従業員の解雇は、就業規則の絶対的必要記載事項です。

従業員を解雇しようとする場合においては、少なくとも30日前にその予告をするか、30日分以上の平均賃金を支払わなければなりません

解雇は、使用者(会社)のほうから労働契約を解約する意思表示のことをいいます。

〈解雇となる場合〉

①普通解雇(整理解雇を含む)

②懲戒解雇(諭旨解雇もあり得る)

③更新期間契約の更新拒否

④本採用拒否

⑤採用内定取消

⑥休職期間満了による解雇

⑦定年解雇

但し、次に該当する場合は、解雇が法律で禁止されています。



・業務上の負傷疾病により療養休業している期間およびその後の30日間(労働基準法19条)
・産前産後休業期間およびその後30日間(労働基準法19条)
・不当労働行為となる解雇(労働組合法7条1号の不利益取扱、3号の支配介入)
・国籍・信条等を理由とする解雇(労働基準法3条)
・労働基準監督官等の監督機関に対する申告を理由とする解雇(労働基準法104条、労働安全衛生法97条)
・女性の婚姻・妊娠・出産を退職理由と予定した定めの禁止(男女雇用機会均等法9条1項)
・女性の婚姻、妊娠・出産のための休業、産休を理由とする解雇(男女雇用機会均等法9条2項、3項)
・育児休業・介護休業・看護休暇の申出をしたこと、取得したことを理由とする解雇(育児・介護休業法10条、16条、16条の4)
・過半数代表者、労使委員会の労働者委員になること、なろうとしたこと、正当な行為をしたこと等を理由とする解雇(労働基準法施行規則6条の2第3項、同規則24条の2の4第6項)
・公益通報を理由とする解雇(公益通報者保護法5条1項)

これらの解雇は絶対禁止となります。

法律で禁止と決められているわけですから、常識的に考えても当然の事柄でその内容についてあえて就業規則に解雇を禁止する事項としてあげる必要性はないと思います。

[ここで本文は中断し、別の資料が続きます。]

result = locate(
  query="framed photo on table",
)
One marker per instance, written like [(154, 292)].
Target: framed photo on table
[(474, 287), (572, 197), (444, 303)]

次に、実質的にみて解雇となる場合の規定をおく場所ですが、懲戒解雇は就業規則の懲戒処分の箇所で規定すべきですし、本採用拒否は就業規則の試用期間のところで、採用内定取消については就業規則で定める必要はもちろんなく、休職期間満了による解雇は、就業規則の休職の箇所で、定年解雇は就業規則の定年の箇所でそれぞれ定めておくべきでしょう。

したがって、就業規則の解雇という箇所で定めておくべきなのは、普通解雇についてということになります。